Lo yuan, la valuta cinese, si è ulteriormente indebolita all'apertura dei mercati asiatici, dopo la svalutazione-record di martedì. La banca centrale cinese, la People's Bank of China, ha infatti "limato" ulteriormente il valore di riferimento dello yuan, abbassandolo di un ulteriore 1,62% dopo il taglio di martedì che è stato dell'1,9%.
A risentire della svalutazione sono soprattutto i prezzi delle materie prime: petrolio e minerali fino a ora inghiottiti in maniera crescente dalla "fabbrica del mondo" ma in alto alla catena soffrono sui mercati occidentali i produttori dei beni di lusso richiesti dalla nuova oligarchia cinese: auto, moda e gioielli.
La mossa inoltre rischia di far scattare una "guerra di valute" fino a ora limitata a una guerriglia che ha visto scendere anche le monete di Australia, Sud Corea e Singapore.
Fmi: "Bene nuovo meccanismo per cambio" - L'Fmi però ha accolto con favore la scelta della Banca Centrale cinese di determinare il tasso di cambio con un nuovo "meccanismo" che permetterà al mercato "un ruolo maggiore". Lo ha affermato un portavoce del Fondo. Secondo l'Fmi, inoltre, una maggiore flessibilità nei tassi consentirà a Pechino una rapida "integrazione nei mercati finanziari globali".

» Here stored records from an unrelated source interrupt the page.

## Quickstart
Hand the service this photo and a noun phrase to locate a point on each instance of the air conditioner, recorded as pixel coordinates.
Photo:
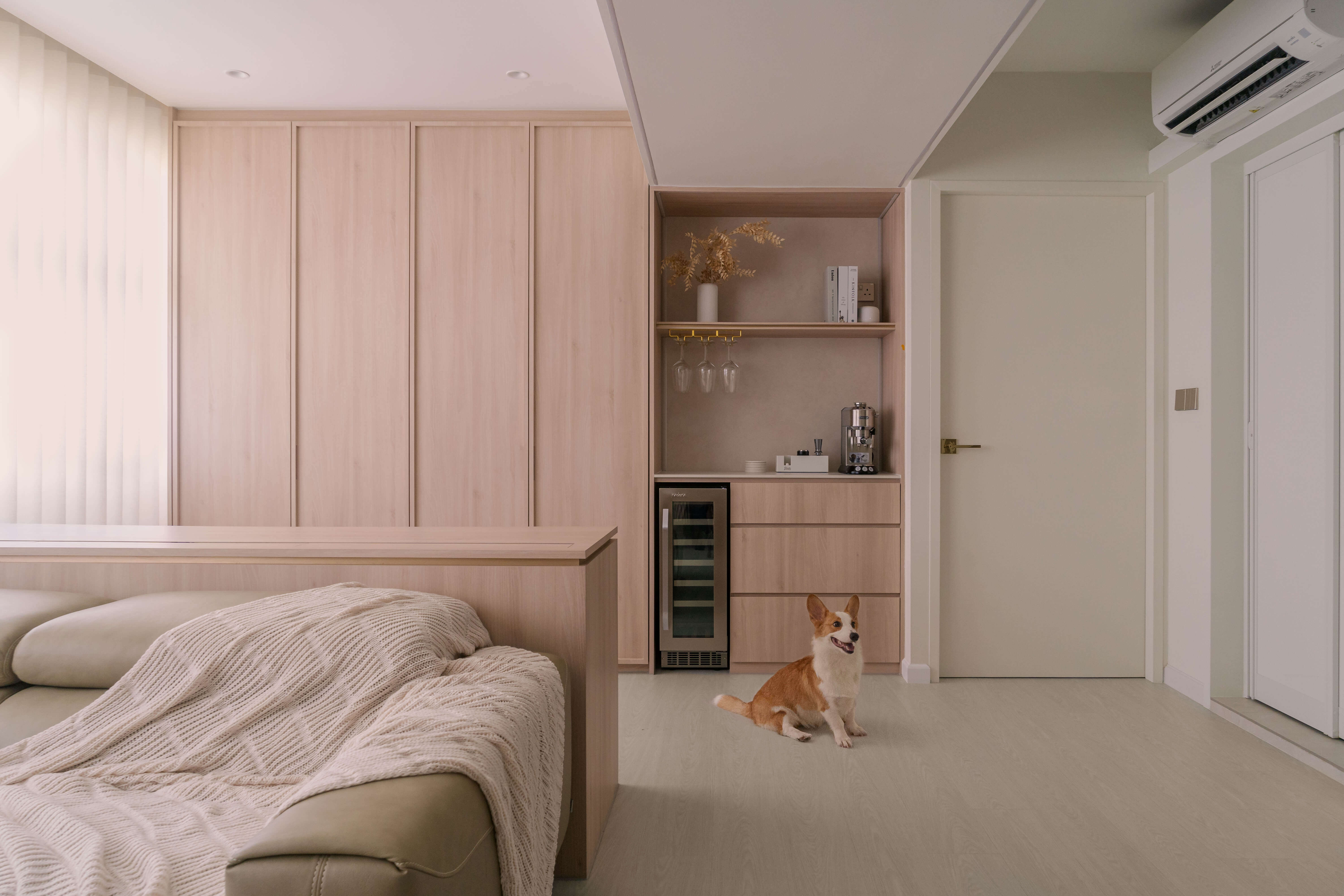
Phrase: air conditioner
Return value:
(1248, 60)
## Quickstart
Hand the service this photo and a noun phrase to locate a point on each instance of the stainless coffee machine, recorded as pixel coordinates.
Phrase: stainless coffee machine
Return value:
(859, 440)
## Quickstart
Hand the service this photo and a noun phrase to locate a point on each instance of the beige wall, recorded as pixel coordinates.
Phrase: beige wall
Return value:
(1036, 125)
(790, 390)
(1021, 127)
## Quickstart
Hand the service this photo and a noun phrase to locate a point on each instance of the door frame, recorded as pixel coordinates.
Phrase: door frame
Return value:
(1251, 170)
(924, 409)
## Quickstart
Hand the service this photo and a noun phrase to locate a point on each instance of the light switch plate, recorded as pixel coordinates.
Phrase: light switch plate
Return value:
(1187, 400)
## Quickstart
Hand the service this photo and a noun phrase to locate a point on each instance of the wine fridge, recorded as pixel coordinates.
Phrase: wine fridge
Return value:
(693, 610)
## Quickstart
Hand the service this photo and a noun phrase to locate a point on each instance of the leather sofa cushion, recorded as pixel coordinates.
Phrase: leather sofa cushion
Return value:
(96, 647)
(36, 710)
(21, 612)
(428, 835)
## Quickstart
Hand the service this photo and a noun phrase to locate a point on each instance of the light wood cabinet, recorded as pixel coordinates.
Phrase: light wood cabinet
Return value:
(471, 324)
(591, 332)
(233, 324)
(831, 559)
(775, 628)
(818, 503)
(354, 323)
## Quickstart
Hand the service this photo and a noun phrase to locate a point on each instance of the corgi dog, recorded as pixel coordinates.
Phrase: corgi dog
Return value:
(819, 688)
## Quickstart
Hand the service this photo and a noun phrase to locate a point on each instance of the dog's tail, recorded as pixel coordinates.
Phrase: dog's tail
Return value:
(732, 704)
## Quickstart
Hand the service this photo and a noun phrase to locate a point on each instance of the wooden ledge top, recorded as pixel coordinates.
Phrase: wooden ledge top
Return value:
(382, 543)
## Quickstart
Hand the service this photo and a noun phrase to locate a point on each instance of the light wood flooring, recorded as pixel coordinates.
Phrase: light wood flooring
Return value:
(1029, 788)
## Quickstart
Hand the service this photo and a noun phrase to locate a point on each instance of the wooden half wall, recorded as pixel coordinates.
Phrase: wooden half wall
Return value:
(415, 319)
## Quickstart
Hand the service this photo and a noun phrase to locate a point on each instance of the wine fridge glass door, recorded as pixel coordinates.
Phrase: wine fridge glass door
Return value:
(693, 608)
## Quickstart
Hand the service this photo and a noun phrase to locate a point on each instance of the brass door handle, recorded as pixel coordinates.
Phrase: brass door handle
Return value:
(950, 447)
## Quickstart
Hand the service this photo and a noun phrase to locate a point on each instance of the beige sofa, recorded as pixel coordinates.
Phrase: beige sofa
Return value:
(425, 836)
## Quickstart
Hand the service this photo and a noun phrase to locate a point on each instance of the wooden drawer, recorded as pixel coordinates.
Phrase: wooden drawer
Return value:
(873, 502)
(776, 629)
(822, 559)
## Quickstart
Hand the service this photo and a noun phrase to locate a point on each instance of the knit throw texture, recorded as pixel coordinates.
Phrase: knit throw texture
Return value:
(232, 718)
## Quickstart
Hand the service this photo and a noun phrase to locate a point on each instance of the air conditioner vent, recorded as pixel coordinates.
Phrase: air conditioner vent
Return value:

Luglio, frenano industria e investimenti - Dall'economia cinese arrivano intanto nuovi segnali di rallentamento, con la produzione industriale che, secondo i dati dell'Ufficio di statistica, è cresciuta del 6% dopo il 6,8% di giugno e contro una stima degli analisti pari al 6,6%. Dall'inizio dell'anno gli investimenti in attività immobilizzate sono saliti dell'11,2%, il passo più lento dal 2000. Già da tempo in difficoltà l'export, mentre crescono i timori sulla effettiva possibilità di raggiungere una crescita del 7% nel 2015.